Em
tempo de redescobrir o Brasil...
Por
Alessandra Leles Rocha
Lamento, mas nenhum ser humano é
totalmente autossuficiente! Na velha e boa gíria do futebol, “ninguém joga nas onze”! E não joga
mesmo! Porque é impossível! E, talvez, essa obviedade da vida tenha sido muito
bem arquitetada pelo Criador para que nos déssemos conta de que todos têm
valor, todos são importantes, todos têm algo a acrescentar a esse mundo.
Daí a relevância da escolha do
tema da redação do Exame Nacional do Ensino Médio (ENEM), nessa edição, ao
trazer para discussão dos alunos os “Desafios
para a valorização de comunidades e povos tradicionais no Brasil” 1.
Em tempos cada vez mais cruéis e perversos, em que as tentativas de
invisibilizar, ou massacrar, ou destruir por completo, a diversidade e a
pluralidade humana, essa é sim, uma temática vital.
Se nos dispusermos
voluntariamente a uma reflexão profunda sobre a relação que temos
individualmente com o coletivo social, não será impossível perceber como certos
grupos passam distantes do nosso olhar, da nossa fala, da nossa percepção, como
se não existissem ou não nos fosse agradável constatar a sua presença.
Como tão bem exemplificou Darcy
Ribeiro, “O espantoso é que os
brasileiros, orgulhosos de sua tão proclamada, como falsa, ‘democracia racial’,
raramente percebem os profundos abismos que aqui separam os estratos sociais. O
mais grave é que esse abismo não conduz a conflitos tendentes a transpô-lo,
porque se cristalizam num modus vivendi que aparta os ricos dos pobres como se
fossem castas e guetos. Os privilegiados simplesmente se isolam numa barreira
de indiferença para com a sina dos pobres, cuja miséria repugnante procuram
ignorar ou ocultar numa espécie de miopia social, que perpetua a alternidade” (O
Povo brasileiro: A Formação e o Sentido do Brasil, 1995).

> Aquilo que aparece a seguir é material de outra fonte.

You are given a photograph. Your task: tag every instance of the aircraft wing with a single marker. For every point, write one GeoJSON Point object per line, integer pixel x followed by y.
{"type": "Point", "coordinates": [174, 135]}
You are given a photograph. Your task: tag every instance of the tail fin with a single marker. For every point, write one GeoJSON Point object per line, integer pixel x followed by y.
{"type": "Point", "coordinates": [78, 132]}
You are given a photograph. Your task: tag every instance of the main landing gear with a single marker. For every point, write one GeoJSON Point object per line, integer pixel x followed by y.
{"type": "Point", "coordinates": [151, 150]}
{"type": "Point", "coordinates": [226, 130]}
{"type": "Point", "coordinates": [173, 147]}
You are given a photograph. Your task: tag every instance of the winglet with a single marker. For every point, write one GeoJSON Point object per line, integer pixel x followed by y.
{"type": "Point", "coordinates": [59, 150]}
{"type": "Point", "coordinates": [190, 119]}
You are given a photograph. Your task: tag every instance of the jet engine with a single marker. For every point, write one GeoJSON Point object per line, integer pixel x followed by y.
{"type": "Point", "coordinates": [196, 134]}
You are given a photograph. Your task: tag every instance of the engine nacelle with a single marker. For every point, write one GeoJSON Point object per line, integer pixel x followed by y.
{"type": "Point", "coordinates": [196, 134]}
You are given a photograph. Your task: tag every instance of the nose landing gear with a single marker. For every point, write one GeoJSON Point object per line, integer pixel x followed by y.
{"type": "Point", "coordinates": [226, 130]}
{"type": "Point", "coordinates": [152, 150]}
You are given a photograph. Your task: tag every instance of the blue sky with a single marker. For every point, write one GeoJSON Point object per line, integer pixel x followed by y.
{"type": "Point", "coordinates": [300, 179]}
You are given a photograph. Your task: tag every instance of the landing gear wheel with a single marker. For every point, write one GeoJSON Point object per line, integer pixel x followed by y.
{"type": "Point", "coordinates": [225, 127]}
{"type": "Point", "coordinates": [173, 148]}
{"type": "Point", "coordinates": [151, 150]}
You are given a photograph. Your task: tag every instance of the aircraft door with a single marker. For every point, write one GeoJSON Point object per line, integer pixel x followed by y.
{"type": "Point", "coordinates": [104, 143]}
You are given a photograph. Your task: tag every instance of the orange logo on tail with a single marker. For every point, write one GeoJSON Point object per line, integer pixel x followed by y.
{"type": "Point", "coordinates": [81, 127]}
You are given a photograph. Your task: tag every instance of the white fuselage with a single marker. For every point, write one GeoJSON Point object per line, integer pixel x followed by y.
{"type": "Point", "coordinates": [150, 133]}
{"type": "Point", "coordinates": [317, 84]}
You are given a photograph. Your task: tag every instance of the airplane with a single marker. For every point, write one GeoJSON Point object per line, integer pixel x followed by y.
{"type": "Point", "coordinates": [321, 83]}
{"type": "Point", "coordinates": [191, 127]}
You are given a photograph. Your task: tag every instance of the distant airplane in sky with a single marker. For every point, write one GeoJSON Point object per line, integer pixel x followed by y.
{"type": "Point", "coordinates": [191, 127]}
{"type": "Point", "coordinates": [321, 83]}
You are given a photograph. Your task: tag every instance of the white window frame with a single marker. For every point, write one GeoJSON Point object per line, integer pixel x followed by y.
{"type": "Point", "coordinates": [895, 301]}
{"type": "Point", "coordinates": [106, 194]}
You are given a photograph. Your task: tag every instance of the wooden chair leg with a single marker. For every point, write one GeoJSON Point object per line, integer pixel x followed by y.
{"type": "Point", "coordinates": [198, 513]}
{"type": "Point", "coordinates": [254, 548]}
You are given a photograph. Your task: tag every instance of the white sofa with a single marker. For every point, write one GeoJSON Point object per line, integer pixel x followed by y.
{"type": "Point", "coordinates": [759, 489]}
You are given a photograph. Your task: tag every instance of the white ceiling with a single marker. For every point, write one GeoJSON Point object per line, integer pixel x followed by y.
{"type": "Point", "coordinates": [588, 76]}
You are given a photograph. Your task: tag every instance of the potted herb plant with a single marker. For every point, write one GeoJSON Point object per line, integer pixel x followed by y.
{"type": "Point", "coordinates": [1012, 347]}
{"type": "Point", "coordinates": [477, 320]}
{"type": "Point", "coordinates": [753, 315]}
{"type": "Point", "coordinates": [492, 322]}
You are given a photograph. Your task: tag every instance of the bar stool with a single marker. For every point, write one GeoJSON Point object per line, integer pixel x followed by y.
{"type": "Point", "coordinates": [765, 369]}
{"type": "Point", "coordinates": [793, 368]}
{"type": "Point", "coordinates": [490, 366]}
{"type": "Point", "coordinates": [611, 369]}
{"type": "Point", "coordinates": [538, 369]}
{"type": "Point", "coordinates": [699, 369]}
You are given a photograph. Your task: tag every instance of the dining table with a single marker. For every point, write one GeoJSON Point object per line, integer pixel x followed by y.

É nesse ranço histórico, de base
colonial, que aprendemos a ser um país desigual e a nos vangloriar, tantas
vezes, dessa desigualdade, como se ela pudesse ser a materialização do status
de nossos pseudopoderes. Por isso, tudo se torna pretexto, motivo e razão para
banir, para segregar, para humilhar, para desqualificar muitos de nós, criando
o terrível conceito de que uns são mais brasileiros do que outros.
No entanto, isso não muda em
absolutamente nada o fato de que essas pessoas estão por aí, fazendo parte da
sociedade brasileira e mesmo, aos trancos e barrancos, tentando exercer a sua
cidadania. Porque a dinâmica do mundo; sobretudo, o mundo contemporâneo,
consumista, materialista, exige cada vez mais a presença maciça do ser humano
para dar conta de mover as suas engrenagens a contento.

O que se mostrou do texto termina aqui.